The IPA has been researching the consequences a potential Voice to Parliament would have to the political freedom, liberty, and equality of Australians since the Uluru Statement of the Heart was first being drafted.
The recent state parliamentary report into recreational native bird hunting gives Victorians a taste of the kind of division the Voice to Parliament will have across every area of life in regional Australia should advocates for constitutional change be successful at the October referendum.
The report, almost 300 pages long, lays out a recipe for the kind of race-based division of laws and rights that the federal government would make permanent nationwide.
Without any solid justification – except, it would seem, that some people do not like bird hunting – the committee has recommended the Victorian government end recreational bird hunting on all public and private land from 2024.
Only that would not apply to everyone. According to the committee, the hunting rights of ‘traditional owners’ should be retained.
Other key recommendations include that the government introduce additional protections for ‘Aboriginal cultural heritage’ sites and current penalties for ‘cultural destruction’. The committee even recommends a government re-education program that would require hunters to learn about ‘Aboriginal cultural heritage awareness’.
One of the claims made in support of the committee’s proposed restrictions is that bird hunting is a niche practice and only 0.4 per cent of Victorians hold a bird hunting licence.

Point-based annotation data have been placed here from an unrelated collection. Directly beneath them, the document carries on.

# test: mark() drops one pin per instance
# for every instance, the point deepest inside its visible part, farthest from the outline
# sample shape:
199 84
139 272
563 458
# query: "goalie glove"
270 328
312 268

It is not clear whether the committee questioned how many ‘traditional owners’ are currently exercising their hunting rights. One gets the impression that it would not matter to the committee members, as its position is that one category of Victorian deserves greater protection.

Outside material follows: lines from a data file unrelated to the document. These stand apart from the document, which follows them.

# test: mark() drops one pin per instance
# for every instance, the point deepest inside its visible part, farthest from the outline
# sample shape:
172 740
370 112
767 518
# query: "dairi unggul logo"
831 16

This goes right to the heart of the concern of a growing number of Australians when it comes to the proposed Voice to Parliament, that laws are increasingly being used to separate people into different groups.
Brazen in its divisiveness, the Victorian parliamentary committee said it would be too cruel if Victorians who do not have Indigenous heritage were allowed to continue to hunt, but it would not be too cruel if those Victorians were Indigenous.

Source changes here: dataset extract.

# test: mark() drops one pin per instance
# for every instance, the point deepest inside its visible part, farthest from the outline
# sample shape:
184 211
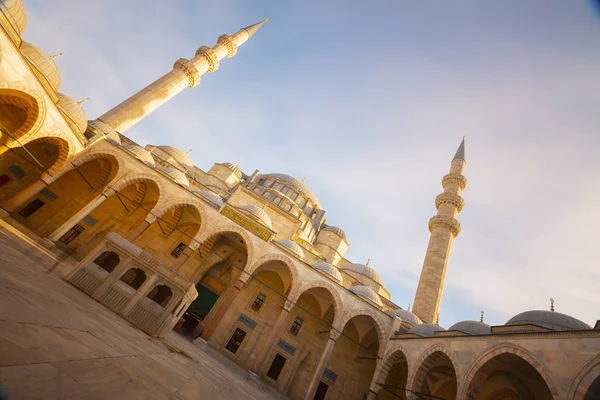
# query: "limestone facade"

The same concerns became a flashpoint in Western Australia recently, with the confusion and concern generated by proposed Indigenous Cultural Heritage laws. These now abandoned reforms would have mandated property owners obtain permission from local Indigenous authorities before even a fence post could have been dug on land only slightly larger than a suburban block.
The Western Australian reforms were abandoned after overwhelming community pressure following statements of the newly appointed Premier Roger Cook let the cat out of the bag saying his ‘cultural heritage laws do the same thing as the Voice.’
Claims that people should be divided and given different rights would become more commonplace if the indigenous-only voice to parliament – a parallel system of political representation based on race – is inserted into the Australian Constitution.
The federal government’s proposed constitutional change would establish the voice and give it the constitutional duty to make ‘representations’ to the Parliament and the executive government. This means the voice would be empowered to intervene at all stages of the lawmaking process – not just the drafting, review, and debate of laws, but also the right to make representations about how laws are enforced.
There is no limit to the scope of matters that the voice may make recommendations. If passed, the Voice would have the right to make representations to the government ‘on matters relating to Aboriginal and Torres Strait Islander peoples’. This, in effect, means any issue because all Indigenous Australians are Australians, and the law applies to all Australians equally – or at least it should.
Any disputes in the lawmaking process between the Canberra Voice to pParliament and the elected Parliament will not be resolved democratically. Because the Canberra Voice to Parliament will be enshrined in the Constitution, it will be the High Court that will determine the scope, rights, and powers of the Voice and adjudicate disputes.
The Victorian bird hunting inquiry demonstrates how issues of general concern can quickly be hijacked by activists pushing a divisive agenda and demands for separate treatment can be accommodated by dismantling the principle of equality before the law. At the referendum on October 14, 2023, this could become a permanent feature of our way of life.